Updated repo to show that
(a) netcat on the client instance can open connection
(b) python socket module on client script can also open connection

https://github.com/hcorrada/test-dask

This seems relevant but could not figure out a solution from it:
dask/distributed#2504

Thanks for raising this @hcorrada.

My first guess would be that you've set the address to scheduler:8786 but configured the hostname of the scheduler to be dask-scheduler, so the correct address would be dask-scheduler:8786.

Some other points:

  • The client, scheduler and workers should have the same conda environment with the same package versions (the scheduler is less important with this but still worth doing for debugging). Do instead of basing your client image on python:3.8-slim I would recommend using daskdev/dask.
  • Dask loads config from environment variables.

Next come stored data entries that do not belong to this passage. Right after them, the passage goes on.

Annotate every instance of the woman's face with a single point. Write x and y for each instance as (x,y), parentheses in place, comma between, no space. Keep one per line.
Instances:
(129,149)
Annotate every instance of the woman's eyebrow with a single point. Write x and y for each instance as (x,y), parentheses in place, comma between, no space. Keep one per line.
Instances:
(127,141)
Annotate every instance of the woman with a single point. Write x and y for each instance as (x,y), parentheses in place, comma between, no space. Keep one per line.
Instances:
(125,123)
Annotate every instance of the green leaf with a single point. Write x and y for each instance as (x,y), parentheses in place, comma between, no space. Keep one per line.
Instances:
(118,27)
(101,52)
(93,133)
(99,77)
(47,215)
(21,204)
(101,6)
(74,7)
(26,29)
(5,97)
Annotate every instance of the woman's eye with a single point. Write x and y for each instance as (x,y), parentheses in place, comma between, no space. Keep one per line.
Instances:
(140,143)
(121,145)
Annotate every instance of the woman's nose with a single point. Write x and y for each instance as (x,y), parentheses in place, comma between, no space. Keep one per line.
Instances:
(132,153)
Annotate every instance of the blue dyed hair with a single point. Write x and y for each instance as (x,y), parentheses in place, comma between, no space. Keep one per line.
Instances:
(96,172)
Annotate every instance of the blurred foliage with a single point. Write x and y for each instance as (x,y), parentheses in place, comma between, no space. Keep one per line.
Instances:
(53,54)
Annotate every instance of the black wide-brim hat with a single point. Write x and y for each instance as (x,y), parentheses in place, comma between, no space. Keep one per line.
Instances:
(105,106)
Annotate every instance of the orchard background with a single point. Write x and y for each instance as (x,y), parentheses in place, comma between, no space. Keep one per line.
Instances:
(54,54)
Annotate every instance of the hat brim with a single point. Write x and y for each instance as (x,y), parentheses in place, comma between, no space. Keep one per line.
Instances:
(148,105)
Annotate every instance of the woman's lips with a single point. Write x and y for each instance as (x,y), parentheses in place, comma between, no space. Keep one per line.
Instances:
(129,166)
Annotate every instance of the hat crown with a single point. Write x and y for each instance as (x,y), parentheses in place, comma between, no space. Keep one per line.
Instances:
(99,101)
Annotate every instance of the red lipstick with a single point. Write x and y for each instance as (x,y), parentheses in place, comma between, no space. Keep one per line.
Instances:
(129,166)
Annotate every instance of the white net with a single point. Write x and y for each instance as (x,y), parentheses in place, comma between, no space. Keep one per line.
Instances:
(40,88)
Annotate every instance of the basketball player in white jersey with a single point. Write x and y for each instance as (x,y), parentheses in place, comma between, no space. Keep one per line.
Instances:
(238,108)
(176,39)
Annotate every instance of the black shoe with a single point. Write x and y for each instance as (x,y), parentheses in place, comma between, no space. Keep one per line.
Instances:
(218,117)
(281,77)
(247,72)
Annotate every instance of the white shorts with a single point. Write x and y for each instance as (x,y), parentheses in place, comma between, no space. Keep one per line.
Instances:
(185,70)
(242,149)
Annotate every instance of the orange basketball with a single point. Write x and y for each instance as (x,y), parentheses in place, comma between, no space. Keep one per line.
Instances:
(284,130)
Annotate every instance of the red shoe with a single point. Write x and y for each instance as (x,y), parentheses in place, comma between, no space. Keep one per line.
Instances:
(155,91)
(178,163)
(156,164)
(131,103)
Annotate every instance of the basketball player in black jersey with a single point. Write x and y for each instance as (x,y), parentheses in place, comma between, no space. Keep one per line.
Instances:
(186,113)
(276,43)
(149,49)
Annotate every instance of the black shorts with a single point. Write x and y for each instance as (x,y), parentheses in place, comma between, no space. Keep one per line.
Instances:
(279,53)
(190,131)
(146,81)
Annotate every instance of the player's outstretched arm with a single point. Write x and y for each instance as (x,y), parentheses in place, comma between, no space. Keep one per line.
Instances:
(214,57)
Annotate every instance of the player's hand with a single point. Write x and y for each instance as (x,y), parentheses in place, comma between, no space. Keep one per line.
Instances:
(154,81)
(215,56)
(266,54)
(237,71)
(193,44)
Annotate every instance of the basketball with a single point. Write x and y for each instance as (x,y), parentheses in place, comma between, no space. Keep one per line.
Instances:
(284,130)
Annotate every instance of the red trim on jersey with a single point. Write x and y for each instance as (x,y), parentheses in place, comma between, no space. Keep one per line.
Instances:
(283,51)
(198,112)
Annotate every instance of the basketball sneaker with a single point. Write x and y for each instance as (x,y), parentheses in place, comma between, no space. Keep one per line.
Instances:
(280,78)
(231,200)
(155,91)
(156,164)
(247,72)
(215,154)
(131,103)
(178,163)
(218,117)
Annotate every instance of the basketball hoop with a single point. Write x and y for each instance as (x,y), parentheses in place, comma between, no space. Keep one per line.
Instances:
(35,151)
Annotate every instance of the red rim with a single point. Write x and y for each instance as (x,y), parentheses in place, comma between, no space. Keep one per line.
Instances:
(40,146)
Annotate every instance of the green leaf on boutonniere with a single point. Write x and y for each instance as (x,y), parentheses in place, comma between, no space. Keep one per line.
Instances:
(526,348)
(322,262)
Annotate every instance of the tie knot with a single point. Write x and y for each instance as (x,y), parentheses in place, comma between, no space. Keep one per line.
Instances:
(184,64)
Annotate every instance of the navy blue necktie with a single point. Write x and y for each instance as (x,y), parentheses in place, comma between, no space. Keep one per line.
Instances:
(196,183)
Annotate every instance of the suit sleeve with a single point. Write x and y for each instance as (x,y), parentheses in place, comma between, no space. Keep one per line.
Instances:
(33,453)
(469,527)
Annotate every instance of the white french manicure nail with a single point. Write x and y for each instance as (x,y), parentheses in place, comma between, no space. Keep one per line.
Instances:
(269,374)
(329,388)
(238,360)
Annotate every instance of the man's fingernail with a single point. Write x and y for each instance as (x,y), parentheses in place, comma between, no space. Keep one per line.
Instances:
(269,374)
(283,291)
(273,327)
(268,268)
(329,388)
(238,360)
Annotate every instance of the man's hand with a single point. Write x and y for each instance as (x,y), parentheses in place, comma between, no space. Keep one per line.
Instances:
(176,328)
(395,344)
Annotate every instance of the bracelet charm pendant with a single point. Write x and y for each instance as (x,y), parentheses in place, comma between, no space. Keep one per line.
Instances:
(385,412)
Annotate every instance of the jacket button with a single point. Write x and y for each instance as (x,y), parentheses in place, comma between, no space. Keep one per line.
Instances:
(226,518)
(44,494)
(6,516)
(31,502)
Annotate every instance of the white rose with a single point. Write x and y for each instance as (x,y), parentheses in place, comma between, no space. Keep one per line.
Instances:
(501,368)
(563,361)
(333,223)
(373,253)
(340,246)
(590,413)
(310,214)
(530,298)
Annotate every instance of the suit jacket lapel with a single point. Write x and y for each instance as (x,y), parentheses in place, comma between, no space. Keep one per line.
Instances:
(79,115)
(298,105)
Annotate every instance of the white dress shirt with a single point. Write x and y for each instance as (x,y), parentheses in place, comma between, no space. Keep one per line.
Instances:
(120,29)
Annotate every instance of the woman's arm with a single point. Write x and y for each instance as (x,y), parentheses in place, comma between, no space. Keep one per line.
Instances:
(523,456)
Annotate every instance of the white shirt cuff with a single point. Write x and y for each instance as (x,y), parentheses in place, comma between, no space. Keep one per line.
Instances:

So setting DASK_SCHEDULER_ADDRESS is enough, you do not need to use os.environ to grab the value and pass it to the Client.

Thanks @jacobtomlinson. I followed the docker-compose.yml file on the repo:

command: ["dask-worker", "tcp://scheduler:8786"]

so the name mismatch would be a problem there.

Our setup works if we build dask-docker/base locally so perhaps is an issue with the dockerhub images?

We generally only use that docker-compose.yml file for building images in CI. So we run docker-compose build on the repo which builds the base and then higher level images in one go.

I must confess I didn't actually realise you had linked to our own file when you said you were using docker compose to start a cluster. We should definitely fix that. Do you have any interest in testing the change and raising a PR to correct the names?

@hcorrada Were you able to make this to work? I'm having the same issue. My worker container can't even connect to the scheduler. I tried changing the url to match the hostname but that didn't work.

The client [our dockerfile] and scheduler dask versions [pulled image] were not the same. Once we forced them to be, it worked.